This is an appeal pursuant to G.L.c. 123, §9 (a) challenging the denial of appellant’s motion to dismiss a petition for civil commitment to Taunton State Hospital. We decline to render a decision for the reason that the issue involved is now moot.
The appellant was originally detained by means of a warrant of apprehension issued pursuant to G.L.c. 123, §12 (e) by the Barnstable Division of the District Court Department of the Trial Court on August 8, 1994. After a psychiatric examination at the court, the court issued a ten-day order to commit. The appellant was then transferred to Taunton State Hospital.
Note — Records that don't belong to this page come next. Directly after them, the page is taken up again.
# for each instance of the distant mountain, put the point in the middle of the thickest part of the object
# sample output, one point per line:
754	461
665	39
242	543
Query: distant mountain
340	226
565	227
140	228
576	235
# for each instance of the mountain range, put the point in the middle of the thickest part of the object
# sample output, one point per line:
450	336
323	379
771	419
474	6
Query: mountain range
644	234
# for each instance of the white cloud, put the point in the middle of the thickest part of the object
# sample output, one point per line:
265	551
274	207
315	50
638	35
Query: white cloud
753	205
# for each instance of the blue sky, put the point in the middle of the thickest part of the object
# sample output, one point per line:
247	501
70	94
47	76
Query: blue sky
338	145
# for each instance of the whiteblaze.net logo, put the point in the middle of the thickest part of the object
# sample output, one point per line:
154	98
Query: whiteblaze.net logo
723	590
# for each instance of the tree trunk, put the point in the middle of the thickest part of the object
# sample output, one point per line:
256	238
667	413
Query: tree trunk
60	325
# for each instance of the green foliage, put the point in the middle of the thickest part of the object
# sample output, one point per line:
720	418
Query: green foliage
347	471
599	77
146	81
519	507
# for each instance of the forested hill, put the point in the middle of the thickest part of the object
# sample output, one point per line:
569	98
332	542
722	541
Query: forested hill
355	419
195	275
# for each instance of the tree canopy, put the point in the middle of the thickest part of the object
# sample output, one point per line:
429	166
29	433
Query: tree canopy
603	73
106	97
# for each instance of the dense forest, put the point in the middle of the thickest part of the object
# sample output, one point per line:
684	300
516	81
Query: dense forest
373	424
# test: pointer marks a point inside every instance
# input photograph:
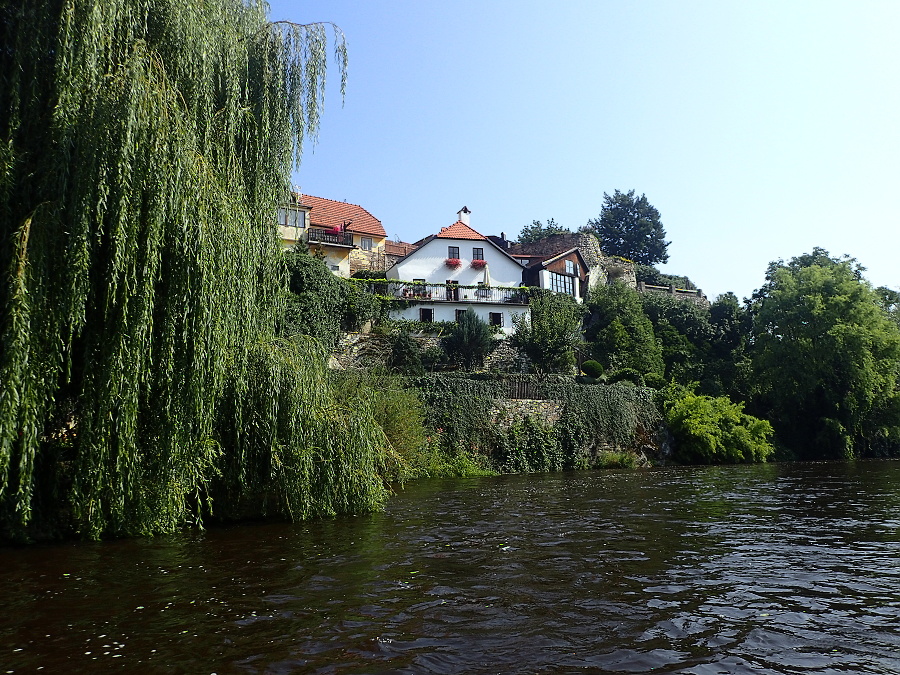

On August 17, 1994, the Department of Mental Health (Department) filed a petition in the Taunton Division of the District Court seeking the involuntary commitment of the appellant under G.L.c. 123, §§7 and 8. A hearing on the petition was scheduled for August 30, 1994. However, prior to August 30th, the Taunton Division of the District Court notified the Department that no judges would be available on that date to hear the case. The hearing was then rescheduled for September 6, 1994, twenty days after the Department had filed the petition. The Department did not seek the appellant’s agreement to this continuance.
On September 6, 1994, the petition for commitment was heard at the hospital before the Taunton Division of the District Court. Appellant motioned the court to *9dismiss the petition, and release her for failure to conduct a hearing within a fourteen day period. The court allowed the motion and ordered the petition dismissed and the appellant released.
After the court granted the appellant’s motion, the appellant was escorted by a mental health worker from the hospital courtroom back to the locked ward where she had previously been held. In going from the courtroom to the ward, the appellant never left the hospital building. Upon her arrival on the ward, the appellant was taken into an interview room and questioned by a psychiatrist who was not a member of her treatment team. Among other questions, the psychiatrist asked her where she would go if she left the hospital and with whom she would live. She answered his inquiries and was then told not to leave the room. The interviewing psychiatrist then completed an application for a further ten-day hospitalization at Taunton State Hospital pursuant to G.L.c. 123, §12.
On September 13, 1994, the Department filed a second petition for commitment pursuant to G.L.c. 123, §§7 and 8. The hearing on the second petition was held on September 20, 1994 before the Taunton Division of the District Court, fourteen days after the court had granted the appellant’s motion to dismiss. At the hearing, the appellant filed a motion to dismiss the commitment petition. The court denied the motion and committed the appellant pursuant to G.L.c. 123, §§7 and 8 for a period not to exceed six months. Appellant remained in the hospital until she was discharged from the hospital on October 24, 1994.
By this appeal appellant alleges there was error in the denial of her motion to dismiss and seeks her release from the hospital. However, because appellant has already been discharged from the hospital and the relief sought is no longer needed by her, the court declines to render a decision for the reason that the question originally involved is moot. Hubrite Informal Frocks, Inc. v. Kramer, 297 Mass. 530, 534 (1937); Medfield State Hospital v. Makarevich, 1988 Mass. App. Div. 117.